Das BAG stellt klar, dass eine Abmahnung durch Zeitablauf zwar ihre "Warnfunktion" verlieren könne, dass aber das "Dokumentationsinteresse" des Arbeitgebers grundsätzlich erst dann entfalle, wenn das durch die Abmahnung gerügte Verhalten für das Arbeitsverhältnis in jeder Hinsicht rechtlich bedeutungslos geworden sei. Dies sei dann nicht der Fall, solange eine zu Recht erteilte Abmahnung – etwa für eine zukünftige Entscheidung über eine Versetzung oder Beförderung, für die spätere Beurteilung von Führung und Leistung in einem Zeugnis oder für die im Zusammenhang mit einer möglichen späteren Kündigung erforderlich werdende Interessenabwägung – von Bedeutung sein kann.

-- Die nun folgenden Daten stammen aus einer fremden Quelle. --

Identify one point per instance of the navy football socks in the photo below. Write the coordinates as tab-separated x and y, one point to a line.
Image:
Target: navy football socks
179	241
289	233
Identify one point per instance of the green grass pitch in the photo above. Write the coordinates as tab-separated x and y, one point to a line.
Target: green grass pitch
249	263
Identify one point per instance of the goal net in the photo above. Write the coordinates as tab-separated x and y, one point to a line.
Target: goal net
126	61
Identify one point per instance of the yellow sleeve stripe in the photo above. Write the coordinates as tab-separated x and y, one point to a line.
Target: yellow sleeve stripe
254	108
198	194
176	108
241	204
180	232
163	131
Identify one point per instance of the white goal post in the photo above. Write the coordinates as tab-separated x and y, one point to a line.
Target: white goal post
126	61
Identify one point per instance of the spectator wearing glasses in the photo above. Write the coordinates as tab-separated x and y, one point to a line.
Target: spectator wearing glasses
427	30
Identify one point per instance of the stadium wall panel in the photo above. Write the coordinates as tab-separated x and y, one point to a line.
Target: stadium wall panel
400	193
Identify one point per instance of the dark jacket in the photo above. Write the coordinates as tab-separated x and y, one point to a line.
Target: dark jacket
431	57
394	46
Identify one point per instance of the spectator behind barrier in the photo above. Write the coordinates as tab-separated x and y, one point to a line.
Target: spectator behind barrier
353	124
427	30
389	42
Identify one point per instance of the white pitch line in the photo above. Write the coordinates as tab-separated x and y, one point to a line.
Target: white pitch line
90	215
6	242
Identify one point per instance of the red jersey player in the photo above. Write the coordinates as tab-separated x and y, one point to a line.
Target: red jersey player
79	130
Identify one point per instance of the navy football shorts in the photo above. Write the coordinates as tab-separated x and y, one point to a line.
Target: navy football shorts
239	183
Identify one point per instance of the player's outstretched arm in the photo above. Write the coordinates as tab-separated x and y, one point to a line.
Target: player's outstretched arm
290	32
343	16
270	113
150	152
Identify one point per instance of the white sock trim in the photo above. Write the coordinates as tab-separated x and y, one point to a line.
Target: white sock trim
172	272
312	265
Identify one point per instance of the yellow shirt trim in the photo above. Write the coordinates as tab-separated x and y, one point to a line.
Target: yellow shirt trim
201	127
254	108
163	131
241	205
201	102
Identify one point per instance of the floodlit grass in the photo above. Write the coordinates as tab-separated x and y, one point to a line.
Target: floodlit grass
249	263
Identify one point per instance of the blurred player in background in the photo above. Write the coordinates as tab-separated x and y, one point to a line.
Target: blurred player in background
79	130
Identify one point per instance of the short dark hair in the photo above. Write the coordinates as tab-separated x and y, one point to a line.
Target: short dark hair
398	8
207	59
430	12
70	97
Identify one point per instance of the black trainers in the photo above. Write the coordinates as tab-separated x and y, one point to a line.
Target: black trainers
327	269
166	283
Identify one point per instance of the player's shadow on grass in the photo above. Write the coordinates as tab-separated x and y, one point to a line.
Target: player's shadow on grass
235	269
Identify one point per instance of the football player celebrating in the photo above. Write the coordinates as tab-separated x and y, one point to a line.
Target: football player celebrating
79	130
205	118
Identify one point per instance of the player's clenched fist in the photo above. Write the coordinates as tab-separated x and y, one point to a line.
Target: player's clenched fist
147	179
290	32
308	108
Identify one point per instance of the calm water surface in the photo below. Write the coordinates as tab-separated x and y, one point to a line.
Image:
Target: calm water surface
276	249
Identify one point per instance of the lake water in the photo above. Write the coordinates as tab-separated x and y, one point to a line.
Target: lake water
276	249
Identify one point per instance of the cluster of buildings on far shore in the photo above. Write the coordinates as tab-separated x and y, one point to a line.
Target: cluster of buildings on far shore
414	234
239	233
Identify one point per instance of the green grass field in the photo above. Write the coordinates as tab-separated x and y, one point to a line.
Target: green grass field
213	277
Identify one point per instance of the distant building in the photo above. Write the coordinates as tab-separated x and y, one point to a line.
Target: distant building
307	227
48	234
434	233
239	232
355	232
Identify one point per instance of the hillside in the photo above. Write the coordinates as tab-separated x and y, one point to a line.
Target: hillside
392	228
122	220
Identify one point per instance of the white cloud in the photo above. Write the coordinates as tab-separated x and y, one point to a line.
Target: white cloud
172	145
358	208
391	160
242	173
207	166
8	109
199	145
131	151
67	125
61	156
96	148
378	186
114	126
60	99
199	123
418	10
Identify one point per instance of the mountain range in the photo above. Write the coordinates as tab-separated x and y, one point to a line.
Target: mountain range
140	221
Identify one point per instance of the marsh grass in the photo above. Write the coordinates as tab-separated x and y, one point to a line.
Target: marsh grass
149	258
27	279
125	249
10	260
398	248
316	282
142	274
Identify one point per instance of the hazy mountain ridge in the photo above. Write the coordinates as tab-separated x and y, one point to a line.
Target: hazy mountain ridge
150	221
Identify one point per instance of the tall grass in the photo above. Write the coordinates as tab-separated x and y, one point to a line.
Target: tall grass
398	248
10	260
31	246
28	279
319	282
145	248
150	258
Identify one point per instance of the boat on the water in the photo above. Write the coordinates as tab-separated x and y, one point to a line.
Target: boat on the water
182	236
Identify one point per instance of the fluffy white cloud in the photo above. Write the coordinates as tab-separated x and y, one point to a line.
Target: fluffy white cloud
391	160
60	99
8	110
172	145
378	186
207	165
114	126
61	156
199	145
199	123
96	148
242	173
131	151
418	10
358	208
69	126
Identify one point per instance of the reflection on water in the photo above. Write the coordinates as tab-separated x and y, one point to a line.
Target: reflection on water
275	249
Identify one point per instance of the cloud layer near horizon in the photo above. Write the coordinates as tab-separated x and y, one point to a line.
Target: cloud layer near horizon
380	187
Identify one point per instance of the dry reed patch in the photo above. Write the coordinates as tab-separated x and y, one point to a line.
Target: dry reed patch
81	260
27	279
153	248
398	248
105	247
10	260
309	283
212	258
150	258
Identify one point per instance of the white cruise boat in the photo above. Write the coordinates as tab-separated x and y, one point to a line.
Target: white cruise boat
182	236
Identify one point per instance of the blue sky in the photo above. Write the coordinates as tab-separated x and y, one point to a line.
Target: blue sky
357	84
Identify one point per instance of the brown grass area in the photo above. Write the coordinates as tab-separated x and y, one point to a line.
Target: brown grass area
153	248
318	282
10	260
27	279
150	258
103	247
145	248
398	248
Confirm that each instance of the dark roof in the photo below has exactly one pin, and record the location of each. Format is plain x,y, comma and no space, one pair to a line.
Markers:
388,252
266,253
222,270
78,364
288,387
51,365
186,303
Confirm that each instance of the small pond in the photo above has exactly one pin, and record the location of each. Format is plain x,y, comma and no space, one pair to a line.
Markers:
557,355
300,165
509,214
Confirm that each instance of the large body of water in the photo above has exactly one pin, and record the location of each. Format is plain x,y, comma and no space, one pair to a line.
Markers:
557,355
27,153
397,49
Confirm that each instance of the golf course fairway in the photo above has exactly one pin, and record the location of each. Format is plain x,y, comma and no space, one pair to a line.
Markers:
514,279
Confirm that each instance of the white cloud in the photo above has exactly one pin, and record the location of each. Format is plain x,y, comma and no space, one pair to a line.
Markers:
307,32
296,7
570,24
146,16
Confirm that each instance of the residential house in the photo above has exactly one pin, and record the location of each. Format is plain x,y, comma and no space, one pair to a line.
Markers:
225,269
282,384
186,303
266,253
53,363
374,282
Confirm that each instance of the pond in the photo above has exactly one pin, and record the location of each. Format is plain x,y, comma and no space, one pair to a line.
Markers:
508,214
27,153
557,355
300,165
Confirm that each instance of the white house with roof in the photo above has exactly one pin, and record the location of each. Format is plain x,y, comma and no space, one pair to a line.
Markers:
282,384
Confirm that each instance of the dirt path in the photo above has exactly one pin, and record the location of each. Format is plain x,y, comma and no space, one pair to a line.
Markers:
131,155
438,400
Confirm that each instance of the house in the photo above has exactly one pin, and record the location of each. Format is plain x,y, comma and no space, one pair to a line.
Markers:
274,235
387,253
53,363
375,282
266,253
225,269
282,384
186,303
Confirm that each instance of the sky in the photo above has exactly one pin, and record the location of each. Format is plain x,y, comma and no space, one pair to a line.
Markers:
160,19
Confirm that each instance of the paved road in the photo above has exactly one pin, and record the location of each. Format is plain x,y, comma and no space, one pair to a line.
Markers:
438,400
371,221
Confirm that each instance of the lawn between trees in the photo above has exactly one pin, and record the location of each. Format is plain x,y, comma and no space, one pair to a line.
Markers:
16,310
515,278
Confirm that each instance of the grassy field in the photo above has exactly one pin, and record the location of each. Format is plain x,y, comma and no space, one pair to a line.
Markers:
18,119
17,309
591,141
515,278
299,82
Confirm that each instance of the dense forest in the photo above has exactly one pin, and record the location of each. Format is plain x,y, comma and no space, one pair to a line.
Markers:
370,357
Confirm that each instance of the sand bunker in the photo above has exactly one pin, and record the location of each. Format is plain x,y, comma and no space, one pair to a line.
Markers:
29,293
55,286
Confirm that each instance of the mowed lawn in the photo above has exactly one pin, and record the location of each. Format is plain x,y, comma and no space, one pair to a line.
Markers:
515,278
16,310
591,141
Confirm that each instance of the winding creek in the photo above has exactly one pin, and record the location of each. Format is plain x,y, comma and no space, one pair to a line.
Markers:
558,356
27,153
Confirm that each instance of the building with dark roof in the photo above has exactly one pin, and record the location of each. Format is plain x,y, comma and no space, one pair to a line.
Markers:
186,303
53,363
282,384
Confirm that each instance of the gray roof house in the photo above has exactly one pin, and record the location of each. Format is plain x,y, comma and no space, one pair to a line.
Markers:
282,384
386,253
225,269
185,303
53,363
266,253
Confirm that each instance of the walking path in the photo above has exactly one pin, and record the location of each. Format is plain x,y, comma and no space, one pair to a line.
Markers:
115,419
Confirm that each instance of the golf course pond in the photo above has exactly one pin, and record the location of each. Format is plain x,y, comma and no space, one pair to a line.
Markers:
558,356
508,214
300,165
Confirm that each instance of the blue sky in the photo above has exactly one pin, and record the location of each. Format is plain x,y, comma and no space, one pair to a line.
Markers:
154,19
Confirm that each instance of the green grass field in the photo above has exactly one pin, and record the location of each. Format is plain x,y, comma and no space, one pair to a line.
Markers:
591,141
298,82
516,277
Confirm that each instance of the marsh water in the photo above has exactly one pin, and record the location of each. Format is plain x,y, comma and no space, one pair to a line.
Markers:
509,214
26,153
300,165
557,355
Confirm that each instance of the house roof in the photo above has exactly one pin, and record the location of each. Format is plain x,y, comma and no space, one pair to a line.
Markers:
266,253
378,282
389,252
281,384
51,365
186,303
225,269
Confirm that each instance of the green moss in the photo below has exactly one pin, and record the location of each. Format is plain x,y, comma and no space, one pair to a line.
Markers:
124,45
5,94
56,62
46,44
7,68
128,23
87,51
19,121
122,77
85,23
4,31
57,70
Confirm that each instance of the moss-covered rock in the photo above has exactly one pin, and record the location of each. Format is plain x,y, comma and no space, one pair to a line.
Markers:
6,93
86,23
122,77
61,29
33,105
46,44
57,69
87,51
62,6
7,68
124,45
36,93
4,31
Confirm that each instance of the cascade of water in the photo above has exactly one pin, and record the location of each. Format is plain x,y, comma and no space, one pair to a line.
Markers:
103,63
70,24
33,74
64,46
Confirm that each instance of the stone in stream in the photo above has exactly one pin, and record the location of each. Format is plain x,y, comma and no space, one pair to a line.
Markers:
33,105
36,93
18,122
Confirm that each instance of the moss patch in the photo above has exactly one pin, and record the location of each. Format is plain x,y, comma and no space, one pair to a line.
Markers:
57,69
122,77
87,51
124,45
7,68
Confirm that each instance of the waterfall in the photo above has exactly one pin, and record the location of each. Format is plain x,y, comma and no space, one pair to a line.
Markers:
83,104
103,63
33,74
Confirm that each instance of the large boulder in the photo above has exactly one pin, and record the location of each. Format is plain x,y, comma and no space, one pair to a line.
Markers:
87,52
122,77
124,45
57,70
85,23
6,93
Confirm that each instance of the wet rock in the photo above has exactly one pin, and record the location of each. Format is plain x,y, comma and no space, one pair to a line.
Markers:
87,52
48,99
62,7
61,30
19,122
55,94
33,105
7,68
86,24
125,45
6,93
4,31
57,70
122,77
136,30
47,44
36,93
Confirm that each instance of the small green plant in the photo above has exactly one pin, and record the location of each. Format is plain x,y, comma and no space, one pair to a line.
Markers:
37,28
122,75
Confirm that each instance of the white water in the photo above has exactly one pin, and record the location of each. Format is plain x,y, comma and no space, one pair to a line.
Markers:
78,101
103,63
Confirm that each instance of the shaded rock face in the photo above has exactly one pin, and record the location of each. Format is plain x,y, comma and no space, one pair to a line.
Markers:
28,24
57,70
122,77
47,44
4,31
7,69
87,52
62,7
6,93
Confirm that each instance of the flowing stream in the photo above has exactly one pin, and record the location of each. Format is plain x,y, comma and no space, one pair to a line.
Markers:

Nicht zuletzt wegen des "Vertrauenskapitals", auf das sich langjährig Beschäftigte im Falle einer Kündigung seit "Emmely" berufen, dürfte die rechtliche Bedeutungslosigkeit einer Abmahnung nahezu niemals eintreten. Es ist somit zu begrüßen, dass das BAG nunmehr klargestellt hat, das Abmahnungen nicht generell nach wenigen Jahren aus der Personalakte entfernt werden müssen. Die rechtliche Bedeutungslosigkeit für das Arbeitsverhältnis, welche nunmehr die Voraussetzung für einen Anspruch auf Entfernung einer rechtmäßigen Abmahnung aus der Personalakte darstellt, dürfte in den seltensten Fällen eintreten.
Solange vom BAG nicht weiter ausdifferenziert wird, in welchen Fällen von einer rechtlichen Bedeutungslosigkeit einer Abmahnung auszugehen ist, sollten im Sinne einer lückenlosen Dokumentation der Arbeitsverhältnisse zunächst alle Abmahnungen in den Personalakten aufbewahrt werden. Dass angesichts der nunmehr herrschenden Rechtslage ein Mitarbeiter auf Entfernung einer Abmahnung klagt, dürfte sehr unwahrscheinlich sein.